The Paleo-Tethys Ocean began to form when back-arc spreading separated the European Hunic terranes from Gondwana in the late Ordovician, to begin moving toward Euramerica (also known as the Old Red Sandstone Continent) in the north. In the process, the plate under the Rheic Ocean between Euramerica and the European Hunic terranes subducted and rifts in this plate resulted in the formation of a small Rhenhercynian Ocean which lasted until Late Carboniferous time.

In the Early Devonian, the eastern part of the Paleo-Tethys opened up, when the Asiatic Hunic terranes, including the North and South China microcontinents, moved northward.

These events caused Proto-Tethys Ocean to shrink until the Late Carboniferous, when the Chinese blocks collided with Siberia. In the Early Carboniferous however, a subduction zone developed south of the European Hunic terranes consuming Paleo-Tethys oceanic crust.
  Gondwana started moving north, and in the process the western part of the Paleo-Tethys would close.

In the Carboniferous continental collision took place between the Old Red Sandstone Continent and the European Hunic terrane, in North America this is called the Alleghenian orogeny, in Europe the Variscan orogeny. The Rheic Ocean had completely disappeared, and the western Paleo-Tethys was closing.

By the Late Permian, the small elongated Cimmerian plate (today's crust of Turkey, Iran, Tibet and parts of South-East Asia) broke away from Gondwana (now part of Pangaea).
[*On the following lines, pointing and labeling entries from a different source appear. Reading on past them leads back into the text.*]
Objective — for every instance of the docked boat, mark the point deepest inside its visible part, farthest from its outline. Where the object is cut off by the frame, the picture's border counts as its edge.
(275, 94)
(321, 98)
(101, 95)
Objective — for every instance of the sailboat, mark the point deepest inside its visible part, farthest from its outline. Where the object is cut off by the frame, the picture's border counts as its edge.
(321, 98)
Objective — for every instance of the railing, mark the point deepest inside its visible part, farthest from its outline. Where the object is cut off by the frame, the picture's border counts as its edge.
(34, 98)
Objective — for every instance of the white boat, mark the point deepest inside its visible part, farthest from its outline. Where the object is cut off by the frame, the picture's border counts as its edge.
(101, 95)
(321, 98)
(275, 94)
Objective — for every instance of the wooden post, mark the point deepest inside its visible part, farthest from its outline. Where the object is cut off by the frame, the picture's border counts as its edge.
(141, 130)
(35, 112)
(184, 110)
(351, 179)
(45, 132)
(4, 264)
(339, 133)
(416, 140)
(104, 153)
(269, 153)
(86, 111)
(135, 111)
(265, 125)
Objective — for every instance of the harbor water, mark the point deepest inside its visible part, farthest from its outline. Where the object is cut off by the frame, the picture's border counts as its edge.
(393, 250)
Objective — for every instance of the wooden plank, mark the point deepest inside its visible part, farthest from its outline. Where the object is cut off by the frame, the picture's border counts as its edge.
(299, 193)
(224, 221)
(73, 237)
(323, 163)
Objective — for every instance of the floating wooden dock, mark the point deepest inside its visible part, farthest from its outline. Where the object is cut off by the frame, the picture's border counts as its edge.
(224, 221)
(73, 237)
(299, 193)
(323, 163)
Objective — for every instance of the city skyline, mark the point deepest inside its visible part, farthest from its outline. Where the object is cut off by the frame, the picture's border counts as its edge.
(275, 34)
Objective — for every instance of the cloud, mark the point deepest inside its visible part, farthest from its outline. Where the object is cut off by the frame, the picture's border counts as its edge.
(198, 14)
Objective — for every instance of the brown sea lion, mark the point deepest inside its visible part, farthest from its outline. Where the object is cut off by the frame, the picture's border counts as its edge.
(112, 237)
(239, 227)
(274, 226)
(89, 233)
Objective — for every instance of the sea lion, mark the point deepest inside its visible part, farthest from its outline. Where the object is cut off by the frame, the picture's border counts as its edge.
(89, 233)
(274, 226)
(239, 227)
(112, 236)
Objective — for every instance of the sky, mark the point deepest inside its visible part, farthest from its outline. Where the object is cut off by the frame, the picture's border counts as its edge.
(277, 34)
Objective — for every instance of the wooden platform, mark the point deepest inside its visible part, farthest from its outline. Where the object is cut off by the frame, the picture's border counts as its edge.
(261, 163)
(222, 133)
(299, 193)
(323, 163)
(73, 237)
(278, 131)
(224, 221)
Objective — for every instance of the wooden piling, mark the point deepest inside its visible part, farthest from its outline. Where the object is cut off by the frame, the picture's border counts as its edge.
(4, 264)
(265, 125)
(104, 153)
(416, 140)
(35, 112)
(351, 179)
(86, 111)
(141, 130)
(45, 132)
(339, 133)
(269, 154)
South of the Cimmerian continent a new ocean, the Tethys Ocean, was created. By the Late Triassic, all that was left of the Paleo-Tethys Ocean was a narrow seaway.

In the Early Jurassic epoch, as part of the Cimmerian Orogeny, the oceanic crust of the Paleo-Tethys subducted under the Cimmerian plate, closing the ocean from west to east. A last remnant of Paleo-Tethys Ocean might be an oceanic crust under the Black Sea. (Anatolia, to the sea's south, is a part of the original Cimmerian continent that formed the southern boundary of the Paleo-Tethys.)

The Paleo-Tethys Ocean sat where the Indian Ocean and Southern Asia are now located. The Equator ran the length of the sea, giving it a tropical climate. The shores and islands probably supported dense coal forests.